The Archbishop of Canterbury warns that Christians in the Middle East are "more vulnerable than they had been for centuries".
Archbishop: Fate of Christians is Arab Spring 'litmus test'
LONDON // The treatment of Egyptian Copts and other Christians in North Africa and the Middle East would be the "litmus test" that determines the success or failure of the Arab Spring, the head of the worldwide Anglican church says.
Rowan Williams, the Archbishop of Canterbury, warned that Christians in the Middle East were "more vulnerable than they had been for centuries".
Speaking in a debate on the consequences of the Arab Spring in the House of Lord in London, Archbishop Williams said that the eventual outcome could be that Christians in the region had to either emigrate or retreat into their own enclaves.
"Many recognise with heavy hearts things may come to such a pass that there are few if any other options that will actually guarantee the safety of Christians there," he said. "But they still feel, surely rightly, that the creation of enclaves would be the yielding of a vitally important principle".
Pointing to the unprecedented levels of emigration among Egyptian Copts, he said: "In a way, that would have been unthinkable even a very few years ago (but) they are anxious about sharing the fate of other Christian communities that once seemed securely embedded in their setting.
"No one is seeking a privileged position for Christians in the Middle East, nor should they be. But what we can say, and I firmly believe that most Muslims here and in many other places would agree entirely, is that the continued presence of Christians in the region is essential to the political and social health of the countries of the Middle East."
Lord (David) Howell, a Foreign Office minister, told the peers in the debate on Friday afternoon that the UK government would do "everything possible" to help fledgling regimes in North Africa and the Middle East in their efforts to embrace democracy and preserve Christians' rights amid political turmoil.

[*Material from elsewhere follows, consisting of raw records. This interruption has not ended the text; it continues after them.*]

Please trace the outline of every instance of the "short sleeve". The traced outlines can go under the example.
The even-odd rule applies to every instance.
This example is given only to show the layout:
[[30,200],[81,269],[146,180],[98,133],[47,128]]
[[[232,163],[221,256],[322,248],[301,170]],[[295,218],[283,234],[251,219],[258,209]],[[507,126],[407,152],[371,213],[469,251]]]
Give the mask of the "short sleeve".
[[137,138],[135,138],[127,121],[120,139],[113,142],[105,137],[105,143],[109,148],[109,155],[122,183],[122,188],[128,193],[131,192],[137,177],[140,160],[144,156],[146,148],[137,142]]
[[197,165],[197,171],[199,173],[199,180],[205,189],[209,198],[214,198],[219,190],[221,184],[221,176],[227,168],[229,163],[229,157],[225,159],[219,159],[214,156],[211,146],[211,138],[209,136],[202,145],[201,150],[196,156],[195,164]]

"Christianity comes from the Middle East," he said. "We are talking about the cradle of Christianity - we are not talking about some outside group pushed in from the West to bring the Christian religion. There it sprang up and developed in all its depths.
"As countries embrace reforms and democracy to varying degrees and in varied paces and ways in the process of the Arab Spring, it is absolutely crucial that religious diversity in the Middle East is respected."
Prof Lord (Bhikhu) Parekh, an author of a landmark report on multiculturalism in Britain, said it was essential to speak out in defence of all minorities in the region, not just Christians.
In Iraq, he said, the "misjudged invasion" had led to the "distressing reduction" of some of the oldest Christian communities in the world.
Lord (George) Carey, a former Archbishop of Canterbury, also warned: "The landscape of the Middle East is at grave risk of losing a vibrant, Christian presence that has been a vital part of its history and culture. The region will be hugely poorer for that loss."